Lot 125
  • 125

SALVADOR DALÍ | Composition à la jambe

120,000 - 180,000 GBP
bidding is closed


  • Salvador Dalí
  • Composition à la jambe
  • signed with the artist's monogram (lower left)
  • watercolour, pen and ink, gouache and collage on card laid down on board
  • 32 by 24.5cm., 12 5/8 by 9 5/8 in.
  • Executed circa 1944.


Henry Bryan, New York (acquired directly from the artist)
Private Collection (a gift from the above; sale: Christie's, New York, 13th May 1992, lot 306)
Guy Pieters Gallery, Knokke-le-Zoute
Private Collection, Belgium (acquired from the above in the late 1990s; sale: Sotheby's, London, 23th June 2011, lot 174)
Purchased at the above sale by the present owner


Robert Descharnes & Gilles Néret, Salvador Dalí, The Paintings 1904-1946, Germany, 1993, vol. I, no. 850, illustrated in colour p. 376 (without measurements)
Robert S. Lubar, The Salvador Dalí Museum Collection, Boston, 2000, fig. 8, illustrated p. xiv
Moste Agure & Juan José Lahuerta, Dalí: Salvador Dalí I Les Revistes, Barcelona, 2009, vol. 1, no. 2, illustrated p. 293

Catalogue Note

Executed circa 1944, Salvador Dalí's Composition à la jambe is a preparatory drawing for a Bryan's Hosiery advertisement, published in the March 1945 issue of Vogue, and later acquired directly from the artist by the president of Bryan's Hosiery: Henry Bryan. It belongs to a collection of some 15 collages, which the artist produced for Bryan's Hosiery between 1945 and 1947. Having previously worked for magazines such as Town and Country, Harper’s Bazaar, as well as Vogue, the 1940s was a prolific time for the artist as Dalí worked with the titans of the fashion industry to influence American mass culture through his designs of fabrics for Wesley Simpson (1944), ties for McCurrach (1944), and later the ‘Roi Soleil’ perfume (1946) commemorating the liberation of France.

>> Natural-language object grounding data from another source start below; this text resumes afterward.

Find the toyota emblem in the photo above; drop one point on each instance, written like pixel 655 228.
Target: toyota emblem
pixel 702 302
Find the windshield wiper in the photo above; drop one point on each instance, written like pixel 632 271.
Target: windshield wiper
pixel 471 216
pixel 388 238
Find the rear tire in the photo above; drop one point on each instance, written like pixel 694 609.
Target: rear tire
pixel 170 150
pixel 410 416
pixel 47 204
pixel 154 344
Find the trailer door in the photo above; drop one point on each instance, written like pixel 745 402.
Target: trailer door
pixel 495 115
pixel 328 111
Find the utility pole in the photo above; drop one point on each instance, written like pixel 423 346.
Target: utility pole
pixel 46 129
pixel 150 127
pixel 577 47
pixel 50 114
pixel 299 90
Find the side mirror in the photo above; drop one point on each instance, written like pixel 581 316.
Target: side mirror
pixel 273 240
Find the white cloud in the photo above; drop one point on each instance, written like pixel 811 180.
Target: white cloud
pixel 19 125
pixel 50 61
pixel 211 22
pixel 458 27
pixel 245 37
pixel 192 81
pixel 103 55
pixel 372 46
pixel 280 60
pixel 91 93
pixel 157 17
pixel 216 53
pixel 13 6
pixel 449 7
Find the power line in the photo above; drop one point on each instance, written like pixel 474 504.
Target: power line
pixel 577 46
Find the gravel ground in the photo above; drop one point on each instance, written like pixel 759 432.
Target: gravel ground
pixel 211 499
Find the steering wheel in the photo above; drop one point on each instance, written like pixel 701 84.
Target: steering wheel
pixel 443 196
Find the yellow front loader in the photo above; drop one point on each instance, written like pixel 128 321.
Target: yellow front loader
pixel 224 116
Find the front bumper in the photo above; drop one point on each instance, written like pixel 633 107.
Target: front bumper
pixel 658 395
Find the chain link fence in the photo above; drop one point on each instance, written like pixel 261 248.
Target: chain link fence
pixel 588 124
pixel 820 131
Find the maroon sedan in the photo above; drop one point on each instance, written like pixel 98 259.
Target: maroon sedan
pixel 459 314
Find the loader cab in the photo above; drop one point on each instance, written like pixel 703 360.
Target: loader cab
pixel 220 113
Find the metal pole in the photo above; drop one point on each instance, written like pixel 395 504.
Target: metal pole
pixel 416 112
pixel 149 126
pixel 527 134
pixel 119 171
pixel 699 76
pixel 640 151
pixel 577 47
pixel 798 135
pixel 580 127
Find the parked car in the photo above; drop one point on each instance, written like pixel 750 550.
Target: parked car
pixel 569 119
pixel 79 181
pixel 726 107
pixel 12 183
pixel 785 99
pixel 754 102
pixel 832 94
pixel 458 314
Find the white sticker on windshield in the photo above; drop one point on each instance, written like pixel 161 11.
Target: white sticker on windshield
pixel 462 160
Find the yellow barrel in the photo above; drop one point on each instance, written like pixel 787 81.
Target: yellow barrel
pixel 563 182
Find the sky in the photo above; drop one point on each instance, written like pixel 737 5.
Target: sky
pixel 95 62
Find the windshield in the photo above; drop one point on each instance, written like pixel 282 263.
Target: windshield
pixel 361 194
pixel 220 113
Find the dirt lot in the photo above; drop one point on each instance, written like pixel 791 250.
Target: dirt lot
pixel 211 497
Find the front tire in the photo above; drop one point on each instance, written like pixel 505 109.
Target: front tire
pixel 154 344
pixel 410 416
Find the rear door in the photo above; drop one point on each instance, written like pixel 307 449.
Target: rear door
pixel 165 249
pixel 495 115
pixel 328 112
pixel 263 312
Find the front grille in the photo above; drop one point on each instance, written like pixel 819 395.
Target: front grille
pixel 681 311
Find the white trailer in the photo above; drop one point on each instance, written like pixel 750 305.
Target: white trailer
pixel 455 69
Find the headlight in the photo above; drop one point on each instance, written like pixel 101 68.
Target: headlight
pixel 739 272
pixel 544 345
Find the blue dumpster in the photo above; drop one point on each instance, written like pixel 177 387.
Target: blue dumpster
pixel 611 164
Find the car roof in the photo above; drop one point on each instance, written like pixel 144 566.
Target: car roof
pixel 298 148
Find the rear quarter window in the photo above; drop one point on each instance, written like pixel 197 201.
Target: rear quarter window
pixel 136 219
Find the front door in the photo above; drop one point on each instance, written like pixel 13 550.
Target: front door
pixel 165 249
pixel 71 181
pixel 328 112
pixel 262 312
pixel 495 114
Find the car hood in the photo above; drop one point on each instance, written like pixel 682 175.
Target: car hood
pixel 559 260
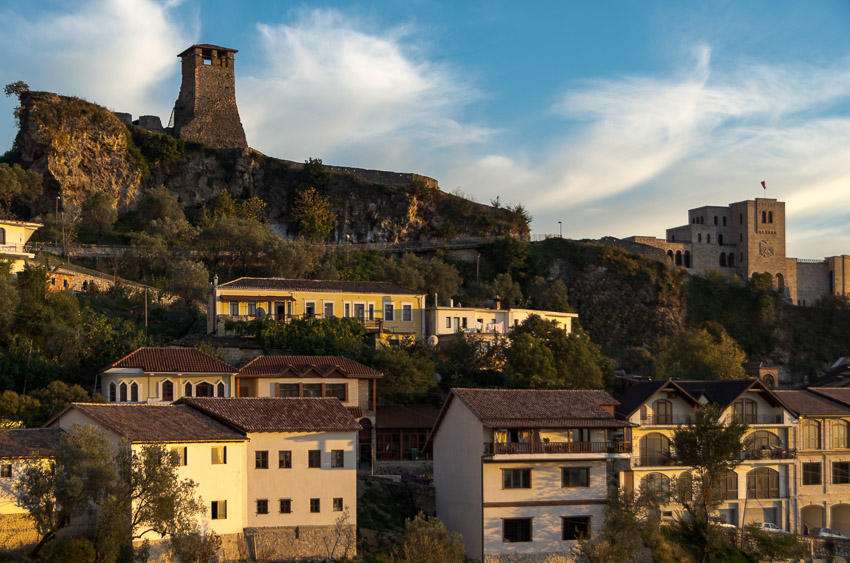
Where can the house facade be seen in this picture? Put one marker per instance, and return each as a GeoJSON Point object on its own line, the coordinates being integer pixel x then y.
{"type": "Point", "coordinates": [525, 473]}
{"type": "Point", "coordinates": [760, 488]}
{"type": "Point", "coordinates": [389, 311]}
{"type": "Point", "coordinates": [277, 473]}
{"type": "Point", "coordinates": [163, 375]}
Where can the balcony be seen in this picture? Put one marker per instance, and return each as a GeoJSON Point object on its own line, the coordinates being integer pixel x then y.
{"type": "Point", "coordinates": [509, 448]}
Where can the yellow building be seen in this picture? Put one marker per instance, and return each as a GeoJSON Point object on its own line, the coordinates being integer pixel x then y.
{"type": "Point", "coordinates": [388, 310]}
{"type": "Point", "coordinates": [163, 375]}
{"type": "Point", "coordinates": [760, 488]}
{"type": "Point", "coordinates": [14, 236]}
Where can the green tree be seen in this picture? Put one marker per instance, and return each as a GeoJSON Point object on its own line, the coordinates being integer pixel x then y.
{"type": "Point", "coordinates": [98, 215]}
{"type": "Point", "coordinates": [314, 213]}
{"type": "Point", "coordinates": [427, 540]}
{"type": "Point", "coordinates": [710, 447]}
{"type": "Point", "coordinates": [704, 353]}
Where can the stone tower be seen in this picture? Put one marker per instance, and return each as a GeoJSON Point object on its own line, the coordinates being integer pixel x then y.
{"type": "Point", "coordinates": [206, 110]}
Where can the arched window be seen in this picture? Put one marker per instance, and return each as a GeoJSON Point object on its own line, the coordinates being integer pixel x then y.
{"type": "Point", "coordinates": [663, 411]}
{"type": "Point", "coordinates": [811, 434]}
{"type": "Point", "coordinates": [167, 391]}
{"type": "Point", "coordinates": [729, 485]}
{"type": "Point", "coordinates": [656, 482]}
{"type": "Point", "coordinates": [204, 390]}
{"type": "Point", "coordinates": [654, 449]}
{"type": "Point", "coordinates": [763, 482]}
{"type": "Point", "coordinates": [839, 434]}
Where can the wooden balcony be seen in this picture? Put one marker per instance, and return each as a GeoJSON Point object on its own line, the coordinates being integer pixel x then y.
{"type": "Point", "coordinates": [509, 448]}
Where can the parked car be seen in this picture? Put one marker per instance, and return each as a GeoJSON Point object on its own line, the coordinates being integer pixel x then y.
{"type": "Point", "coordinates": [770, 527]}
{"type": "Point", "coordinates": [828, 533]}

As such, executed at a time when surrealism had passed from a radical and revolutionary movement into a final state of modishness, Composition à la jambe subverts cultural and aesthetic hierarchies by blurring the boundaries between high and applied art, producing a cacophony of organic forms in a Dalinian bouillabaisse of symbolism. Writing about the present work, Felix Fanès remarks that the luscious legs are 'set against a baroque background of drawn and watercolour arabesques, curves, soft shapes and undulations resembling organic forms. Such shapes matched the evolution of Dalí's painting at the time, an evolution based on a certain iconographic exuberance and a notable organicism in the form, which [Dalí] termed, and not without a touch of humour, a ‘return to the classic canon’ (Félix Fanés, Dalí, Mass Culture (exhibition catalogue), CaixaForum, Barcelona, 2004-05, p. 142)

Amidst the artist’s foray into the sphere of commercial art, Dalí skilfully flaunts his authentic brand of inauthenticity before a consumerist society hungry for metaphysical symbolism, whilst refusing to succumb to its recuperative mechanisms. He consequently holds a distorting mirror to the aesthetic and political ideals of his generation, parodying his own aesthetic pronouncements to invent a paranoiac-critical composition that manipulates symbols of popular and mass culture into Dalinian representations that force what André Breton calls a “fundamental crisis of the object”. Consequently, Dalí expands the materiality of popular culture as an extension of our subjective self, thereby deconstructing the psychological notion of identity. His advertisements thus float in a space beyond the laws of economic gravity, presenting objects with some degree of mechanical function, whilst also revealing the repressed social conventions and desires in the way that dreams do.

Composition à la jambe thus typifies the artist’s desire to transform mass-cultural materials through his art, awakening the subconscious of the public through accessible commercial illustrations coated with Dalinian radicalism that exemplifies the artist’s ingenuity and technical brilliance in the face of the cultural establishment.